Um beispielsweise einen PC ohne jede Einschränkung im Netz des Forschungszentrums zu betreiben und gleichzeitig jeden Zugang von und nach draußen zu unterbinden, müssen vier weitere Regeln definiert und in der richtigen Reihenfolge an den Anfang der Liste gestellt werden. Als erstes werden die Regeln aufgeführt, die auf jeden Fall ein "permit" erhalten sollen: Das sind
1. Default Inbound Loopback und
2. Default Outbound Loopback
d.h. die Kommunikation des PCs mit sich selbst unter allen möglicherweise aktiven Serveradressen. (Solche Client/Serverkommunikation mit der eigenen "localhost"-Adresse kann u.U. innerhalb einer lokalen Applikation ablaufen).

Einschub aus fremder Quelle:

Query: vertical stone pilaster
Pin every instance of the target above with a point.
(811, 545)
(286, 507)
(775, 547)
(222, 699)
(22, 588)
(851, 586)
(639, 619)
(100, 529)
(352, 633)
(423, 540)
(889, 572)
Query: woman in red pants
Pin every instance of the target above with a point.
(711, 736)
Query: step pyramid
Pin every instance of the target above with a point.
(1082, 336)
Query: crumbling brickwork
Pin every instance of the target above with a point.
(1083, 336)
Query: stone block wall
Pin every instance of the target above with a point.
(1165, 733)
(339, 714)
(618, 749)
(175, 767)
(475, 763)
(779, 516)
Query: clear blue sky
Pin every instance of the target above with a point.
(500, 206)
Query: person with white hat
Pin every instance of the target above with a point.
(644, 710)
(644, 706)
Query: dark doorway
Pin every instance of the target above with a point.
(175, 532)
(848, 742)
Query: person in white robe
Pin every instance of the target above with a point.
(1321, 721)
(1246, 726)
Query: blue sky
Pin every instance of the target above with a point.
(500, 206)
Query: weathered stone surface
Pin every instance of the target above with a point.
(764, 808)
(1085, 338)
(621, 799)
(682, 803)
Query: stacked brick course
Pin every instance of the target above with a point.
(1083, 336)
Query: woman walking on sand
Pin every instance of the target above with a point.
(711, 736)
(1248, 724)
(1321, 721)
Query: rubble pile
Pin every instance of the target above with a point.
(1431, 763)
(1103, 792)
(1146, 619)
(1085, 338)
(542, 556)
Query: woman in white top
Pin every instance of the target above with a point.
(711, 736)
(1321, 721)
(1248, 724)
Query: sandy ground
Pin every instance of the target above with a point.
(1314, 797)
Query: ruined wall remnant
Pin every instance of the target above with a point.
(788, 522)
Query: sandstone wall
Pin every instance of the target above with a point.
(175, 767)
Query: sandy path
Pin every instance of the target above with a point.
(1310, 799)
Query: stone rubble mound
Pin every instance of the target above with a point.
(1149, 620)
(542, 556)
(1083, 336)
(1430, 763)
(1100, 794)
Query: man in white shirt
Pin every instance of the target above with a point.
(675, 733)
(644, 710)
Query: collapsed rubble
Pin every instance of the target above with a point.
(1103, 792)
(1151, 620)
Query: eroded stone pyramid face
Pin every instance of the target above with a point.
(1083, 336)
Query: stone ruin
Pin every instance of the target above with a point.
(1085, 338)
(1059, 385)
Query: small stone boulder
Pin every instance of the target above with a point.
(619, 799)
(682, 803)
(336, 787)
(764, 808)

Als nächstes in der Liste stehen die Regeln für zwei gefährliche "Hacker"-Anwendungen, "Back-Orifice" und "Netbus", die unter allen Umständen abgeblockt und im Eventlog erfaßt werden sollen (auch JuNet-intern !):
3. Default Block Back Orifice
4. Default Block NetBus
Danach folgen zwei Regeln, die Inbound- und Outbound-Verkehr zu jeder Adresse im JuNet ohne Einschränkung erlauben, sowie zwei weitere Regeln, die jede Kommunikation mit irgendeiner beliebigen Internetadresse verhindern:
5. JuNet inbound permit all
6. JuNet outbound permit all
7. Default inbound block
8. Default outbound block
Damit ist Kommunikation vom und zum lokalen PC nur noch innerhalb des Adreßbereiches von JuNet (134.94.*.*) möglich. Wer dies wünscht, kann im Untermenü "Logging" die Erfassung solcher Verbindungen im Eventlog aktivieren.

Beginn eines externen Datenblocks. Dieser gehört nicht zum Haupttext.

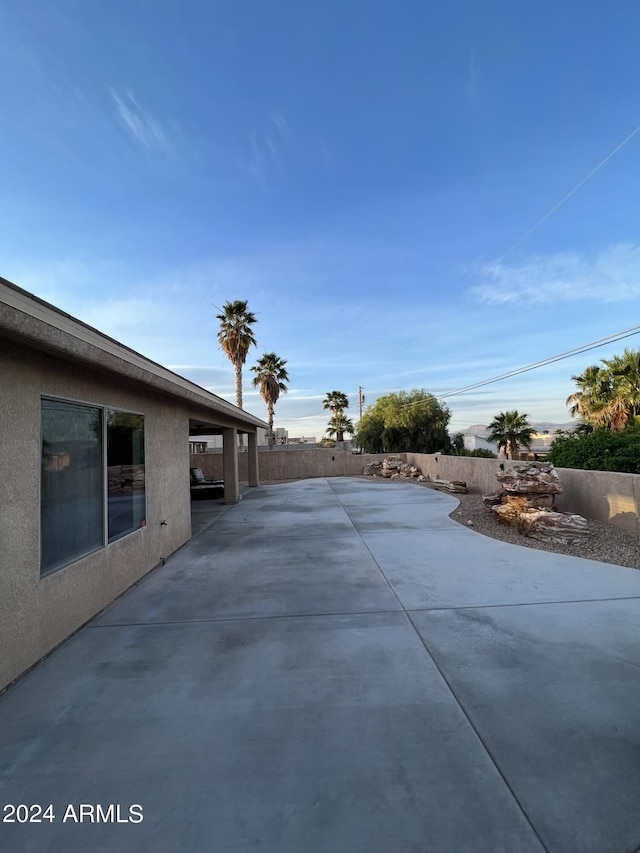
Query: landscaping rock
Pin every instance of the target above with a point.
(530, 478)
(559, 527)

Regel 5 hat dann beispielsweise folgendes Aussehen:
Sie erlaubt jedem Rechner im JuNet den Zugriff auf den eigenen PC zu jeder dort verfügbaren IP-Anwendung, und dies (Default) 24 Stunden täglich. Wer diesen Zeitraum einschränken oder die einzelnen Zugriffe im Ereignislog erfassen möchte, kann dies mit den Einstellungen unter "Time active" und "Logging" tun. Ebenso läßt sich der Zugriff mit "Service" auf bestimmte IP-Dienste (Ports) oder mit "Application" auf bestimmte Applikationen beschränken.

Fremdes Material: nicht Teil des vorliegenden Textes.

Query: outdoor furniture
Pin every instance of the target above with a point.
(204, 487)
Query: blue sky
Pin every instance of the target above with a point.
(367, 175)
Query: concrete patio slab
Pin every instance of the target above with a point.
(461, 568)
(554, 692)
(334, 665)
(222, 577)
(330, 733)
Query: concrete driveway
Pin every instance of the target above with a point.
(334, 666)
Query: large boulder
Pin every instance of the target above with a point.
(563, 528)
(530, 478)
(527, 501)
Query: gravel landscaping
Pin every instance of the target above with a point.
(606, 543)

Regel 6 ist identisch mit der ersten, lediglich die Richtung der Datenpakete ist umgekehrt ("outbound" = vom lokalen PC zu einer Adresse im Netz, "inbound" = von außen zu einer Adresse des lokalen PCs).
Für Regel 7 und 8 werden alle Adressen ("Any address") für
jeglichen Datenverkehr gesperrt. Unter diese Regel fallen dann alle Verbindungsversuche,
die nicht bereits von Regel 5 und 6 für JuNet-internen Datenverkehr erfaßt wurden.
Nach Definition der Regeln müssen diese in der Liste mit Hilfe der Pfeiltasten rechts
unten in die richtigen Positionen 1 bis 8 gebracht werden.

Alle weiteren Regeln sind für dieses Beispiel dann nicht mehr relevant und können auch durch Anklicken der Auswahlbox deaktiviert werden.